Miami attorney David Haber paid $6.5 million for a building in Wynwood where he plans to move his law office, Wynwood broker Ari Dispenza told The Real Deal.
A company owned by Doug Levine of Miami Beach sold the properties at 251 and 247 Northwest 23rd Street, records show. Dispenza, of Central Commercial Real Estate, represented Levine while Isabel Fine of Real Miami Commercial represented the buyer, Jonmax Enterprises.
Dispenza said the deal marks the first example of a law firm buying its space in Wynwood. The 7,470-square-foot building, which sits on a 9,000-square-foot lot, was on the market for $5.8 million, plus the adjacent 4,875-square-foot parking lot that was asking another $2 million.
Haber Slade focuses on business and commercial law, including construction, complex litigation, mortgage foreclosure and bankruptcy, according to its website. Haber represented the plaintiffs in one of the longest-running cases tied to faulty construction in Florida against Kolter Signature Homes. Kolter settled with the San Matera Condominium Association for $22.5 million in September following six years of litigation.
The boutique firm is currently based out of the Miami Center in downtown Miami, although Dispenza said Haber plans to renovate the Wynwood building and move his office there. Haber could not immediately be reached for comment.
The deal breaks down to $468 per square foot for the land. Since Wynwood was rezoned in late 2015, developers have been launching plans for various new residential and commercial projects. Eventually, Haber’s property could be redeveloped or sold to a developer. Hausammann Gallery is currently a tenant.
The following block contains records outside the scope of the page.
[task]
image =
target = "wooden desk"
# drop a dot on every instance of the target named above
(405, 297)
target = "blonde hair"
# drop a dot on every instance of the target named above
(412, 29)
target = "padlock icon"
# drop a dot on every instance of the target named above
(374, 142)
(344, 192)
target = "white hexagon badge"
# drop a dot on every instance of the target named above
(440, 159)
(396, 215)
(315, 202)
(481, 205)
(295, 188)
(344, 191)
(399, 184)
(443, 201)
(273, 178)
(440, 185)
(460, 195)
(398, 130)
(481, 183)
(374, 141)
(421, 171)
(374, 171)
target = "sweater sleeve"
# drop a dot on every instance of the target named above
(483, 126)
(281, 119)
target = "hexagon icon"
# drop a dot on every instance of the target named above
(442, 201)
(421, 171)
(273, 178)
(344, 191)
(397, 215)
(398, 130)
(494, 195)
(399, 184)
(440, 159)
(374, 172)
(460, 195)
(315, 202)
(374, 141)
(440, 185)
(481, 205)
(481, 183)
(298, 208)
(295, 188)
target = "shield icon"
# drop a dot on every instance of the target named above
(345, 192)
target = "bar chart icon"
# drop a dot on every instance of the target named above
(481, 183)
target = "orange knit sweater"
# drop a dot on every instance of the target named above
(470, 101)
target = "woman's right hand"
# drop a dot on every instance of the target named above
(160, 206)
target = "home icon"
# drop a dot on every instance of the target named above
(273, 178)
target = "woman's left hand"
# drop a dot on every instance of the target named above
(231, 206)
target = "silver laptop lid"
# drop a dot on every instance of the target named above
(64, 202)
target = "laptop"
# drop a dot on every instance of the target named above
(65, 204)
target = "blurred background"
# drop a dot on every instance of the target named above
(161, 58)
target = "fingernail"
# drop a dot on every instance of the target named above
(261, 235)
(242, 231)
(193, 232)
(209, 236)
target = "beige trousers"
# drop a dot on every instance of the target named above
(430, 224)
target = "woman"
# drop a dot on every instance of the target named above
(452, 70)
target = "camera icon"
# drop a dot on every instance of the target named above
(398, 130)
Levine’s 251 NW 23 ST LLC paid a combined $3.87 million for both parcels in 2014, which means they just sold for a 68 percent increase in less than three years. Records show that Levine has been selling other properties he purchased in Wynwood three years ago. In February 2015, an LLC controlled by Levine sold a building on Fifth Avenue to Moishe Mana for $5.4 million. A few months later, he bought a building adjacent to an assemblage he owns for $5.46 million.